[Avionics Magazine 06-17-2016] National Air Traffic Controllers Association (NATCA) President Paul Rinaldi told the House Aviation Subcommittee this week that the number of fully certified air traffic controllers, already at a 27-year low, fell again in the first three months of this year. Rinaldi said the situation has reached a crisis level and outlined several recommendations, including increasing annual hiring totals and passage of bipartisan legislation, H.R. 5292, the Air Traffic Controller Hiring Improvement Act of 2016.
NATCA President Paul Rinaldi. Photo: NATCA.
Controller staffing levels have fallen nearly 10 percent since 2011, and the Federal Aviation Administration (FAA) has missed its hiring goals in each of the last seven years. In fiscal year 2015, the FAA fell 24 percent short of its hiring goal. More controllers are eligible to retire today, specifically one-quarter of the workforce, than are in the pipeline to replace them.
“If we do not act decisively and soon, I fear that our nation’s air traffic control system will soon face the same challenges and consequences as D.C.’s Metro system, which has been plagued by deferred maintenance and chronic underfunding,” Rinaldi said in his testimony for the subcommittee’s hearing, titled A Review of the Federal Aviation Administration’s Air Traffic Controller Hiring, Staffing, and Training Plans. “Without a stable and predictable funding stream for the National Airspace System (NAS), controller staffing is just the first of many NAS crises that Congress will need to resolve in the near future.”
Among the recommendations Rinaldi proposed in his testimony to address the crisis:
• Passage of H.R. 5292, which would streamline the hiring process by ensuring a path for experienced controllers to be hired quickly and allow military veterans and graduates of schools in the FAA’s Collegiate Training Initiative (CTI) to be hired more expeditiously.

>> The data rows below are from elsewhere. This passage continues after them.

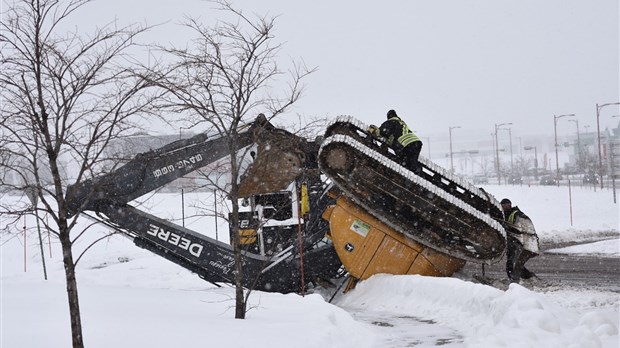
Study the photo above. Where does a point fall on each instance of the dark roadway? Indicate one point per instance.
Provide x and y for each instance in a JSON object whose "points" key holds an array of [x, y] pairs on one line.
{"points": [[570, 270]]}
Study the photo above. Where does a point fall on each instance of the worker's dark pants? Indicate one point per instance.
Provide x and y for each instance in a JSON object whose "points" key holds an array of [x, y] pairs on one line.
{"points": [[516, 257], [410, 155]]}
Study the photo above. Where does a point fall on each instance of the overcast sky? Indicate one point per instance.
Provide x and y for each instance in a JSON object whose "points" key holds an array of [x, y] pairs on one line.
{"points": [[438, 63]]}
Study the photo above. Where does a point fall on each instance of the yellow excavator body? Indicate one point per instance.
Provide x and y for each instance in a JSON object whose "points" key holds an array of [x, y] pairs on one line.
{"points": [[366, 246]]}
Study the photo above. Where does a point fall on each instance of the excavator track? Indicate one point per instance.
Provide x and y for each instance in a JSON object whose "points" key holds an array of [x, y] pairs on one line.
{"points": [[433, 207]]}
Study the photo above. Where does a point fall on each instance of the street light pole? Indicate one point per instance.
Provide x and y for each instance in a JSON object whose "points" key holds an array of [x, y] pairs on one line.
{"points": [[555, 132], [535, 160], [427, 143], [451, 162], [578, 144], [497, 151], [598, 132], [511, 163]]}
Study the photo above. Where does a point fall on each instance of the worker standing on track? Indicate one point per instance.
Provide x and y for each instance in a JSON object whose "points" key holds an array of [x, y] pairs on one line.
{"points": [[522, 242], [401, 139]]}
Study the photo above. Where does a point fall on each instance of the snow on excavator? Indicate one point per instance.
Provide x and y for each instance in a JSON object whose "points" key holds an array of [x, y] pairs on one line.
{"points": [[317, 210]]}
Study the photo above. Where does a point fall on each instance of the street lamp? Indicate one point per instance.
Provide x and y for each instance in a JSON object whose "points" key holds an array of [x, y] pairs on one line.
{"points": [[555, 132], [535, 160], [497, 150], [578, 144], [427, 143], [451, 162], [598, 132]]}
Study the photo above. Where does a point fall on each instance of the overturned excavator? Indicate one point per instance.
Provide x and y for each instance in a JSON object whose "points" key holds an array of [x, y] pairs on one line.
{"points": [[336, 207]]}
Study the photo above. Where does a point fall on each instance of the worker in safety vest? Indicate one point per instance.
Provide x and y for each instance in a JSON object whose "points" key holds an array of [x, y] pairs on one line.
{"points": [[401, 139], [522, 242]]}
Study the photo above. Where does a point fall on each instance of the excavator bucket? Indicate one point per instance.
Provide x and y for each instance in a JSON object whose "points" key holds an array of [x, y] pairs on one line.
{"points": [[278, 161]]}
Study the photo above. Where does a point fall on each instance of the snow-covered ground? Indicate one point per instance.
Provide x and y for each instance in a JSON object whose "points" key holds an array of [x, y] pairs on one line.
{"points": [[132, 298]]}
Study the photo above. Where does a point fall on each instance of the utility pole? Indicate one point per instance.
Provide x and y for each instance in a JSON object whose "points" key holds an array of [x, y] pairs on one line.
{"points": [[451, 162], [497, 126], [555, 132]]}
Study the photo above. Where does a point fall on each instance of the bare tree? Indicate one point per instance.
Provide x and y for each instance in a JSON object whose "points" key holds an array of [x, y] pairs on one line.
{"points": [[223, 80], [64, 98]]}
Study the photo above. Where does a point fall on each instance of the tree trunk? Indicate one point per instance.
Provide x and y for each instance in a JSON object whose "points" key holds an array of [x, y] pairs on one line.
{"points": [[72, 293]]}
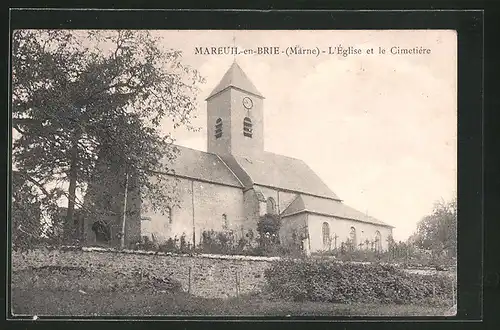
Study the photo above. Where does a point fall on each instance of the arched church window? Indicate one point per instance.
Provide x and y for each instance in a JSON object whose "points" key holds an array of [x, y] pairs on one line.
{"points": [[168, 215], [225, 223], [378, 241], [218, 128], [326, 235], [352, 237], [271, 206], [247, 127]]}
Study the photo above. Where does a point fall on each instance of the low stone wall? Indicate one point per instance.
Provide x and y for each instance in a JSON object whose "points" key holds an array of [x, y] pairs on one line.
{"points": [[211, 277]]}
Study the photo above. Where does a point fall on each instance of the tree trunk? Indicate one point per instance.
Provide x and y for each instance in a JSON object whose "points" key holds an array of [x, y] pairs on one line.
{"points": [[73, 176]]}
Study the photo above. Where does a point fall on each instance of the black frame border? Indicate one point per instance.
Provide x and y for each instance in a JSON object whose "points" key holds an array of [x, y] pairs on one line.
{"points": [[468, 24]]}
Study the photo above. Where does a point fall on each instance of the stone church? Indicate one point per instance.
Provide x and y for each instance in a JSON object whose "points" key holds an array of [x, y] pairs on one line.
{"points": [[236, 181]]}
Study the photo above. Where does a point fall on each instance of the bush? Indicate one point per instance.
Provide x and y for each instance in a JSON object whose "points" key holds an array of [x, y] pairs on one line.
{"points": [[327, 281]]}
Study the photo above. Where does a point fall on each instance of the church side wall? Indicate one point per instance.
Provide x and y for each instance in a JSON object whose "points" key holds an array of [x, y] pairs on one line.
{"points": [[208, 203], [297, 223], [251, 209], [282, 199], [342, 229]]}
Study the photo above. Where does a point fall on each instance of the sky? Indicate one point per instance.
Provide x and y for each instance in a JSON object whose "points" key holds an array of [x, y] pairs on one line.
{"points": [[379, 129]]}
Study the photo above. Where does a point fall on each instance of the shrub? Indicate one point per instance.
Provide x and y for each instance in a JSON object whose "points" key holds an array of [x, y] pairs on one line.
{"points": [[327, 281]]}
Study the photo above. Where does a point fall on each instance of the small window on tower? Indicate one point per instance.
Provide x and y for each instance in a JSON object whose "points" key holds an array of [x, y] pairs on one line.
{"points": [[247, 127], [218, 128]]}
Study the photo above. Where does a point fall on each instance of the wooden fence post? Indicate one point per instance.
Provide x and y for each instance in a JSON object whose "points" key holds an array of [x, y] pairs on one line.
{"points": [[453, 290], [189, 279], [237, 285]]}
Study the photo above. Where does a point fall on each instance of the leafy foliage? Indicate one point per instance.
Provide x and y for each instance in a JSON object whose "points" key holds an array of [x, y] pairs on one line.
{"points": [[438, 232], [326, 281], [87, 106]]}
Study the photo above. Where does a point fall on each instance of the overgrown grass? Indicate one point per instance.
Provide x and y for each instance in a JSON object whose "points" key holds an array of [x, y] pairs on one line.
{"points": [[70, 292], [151, 303]]}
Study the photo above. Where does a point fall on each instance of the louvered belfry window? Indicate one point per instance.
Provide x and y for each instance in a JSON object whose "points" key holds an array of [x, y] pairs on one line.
{"points": [[218, 128], [247, 127]]}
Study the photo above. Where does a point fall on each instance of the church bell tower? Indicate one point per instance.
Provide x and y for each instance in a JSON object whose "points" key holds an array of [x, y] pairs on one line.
{"points": [[235, 116]]}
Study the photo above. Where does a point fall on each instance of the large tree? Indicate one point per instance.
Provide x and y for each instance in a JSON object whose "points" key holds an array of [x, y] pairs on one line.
{"points": [[438, 231], [83, 101]]}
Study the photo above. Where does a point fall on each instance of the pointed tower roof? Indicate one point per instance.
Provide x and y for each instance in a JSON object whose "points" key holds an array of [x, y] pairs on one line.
{"points": [[235, 77]]}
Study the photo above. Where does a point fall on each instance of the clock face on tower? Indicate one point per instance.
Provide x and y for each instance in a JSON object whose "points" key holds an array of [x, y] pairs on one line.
{"points": [[247, 103]]}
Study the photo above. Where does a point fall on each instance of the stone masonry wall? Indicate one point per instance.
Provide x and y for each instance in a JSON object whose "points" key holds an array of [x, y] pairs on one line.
{"points": [[210, 277]]}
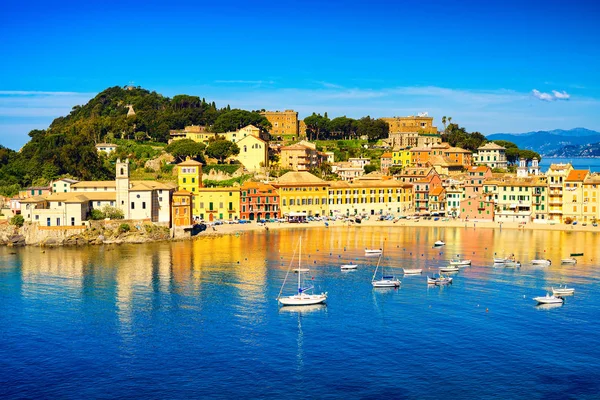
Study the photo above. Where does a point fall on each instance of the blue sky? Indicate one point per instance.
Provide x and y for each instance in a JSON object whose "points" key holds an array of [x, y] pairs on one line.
{"points": [[494, 66]]}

The legislation, if enacted, would ensure that CTI graduates and veterans are considered in a separate pool from the general public, and would increase the maximum entry age for a controller with 52 weeks experience to 35 years of age;
• Maximizing the capacity of the FAA Academy in Oklahoma City. The FAA will only have approximately 1,300 new employees enrolled at the Academy this year. The facility can accommodate up to approximately 2,000 employees per year;
• An FAA controller vacancy announcement for experienced controllers that is open and continuously maintained 365 days per year;
• The aggressive FAA recruitment of experienced former FAA controllers, military and civilian DOD controllers and Federal Contract Tower controllers; and
• Stable, predictable funding for the FAA, including ensuring that the FAA is not subject to future sequester cuts.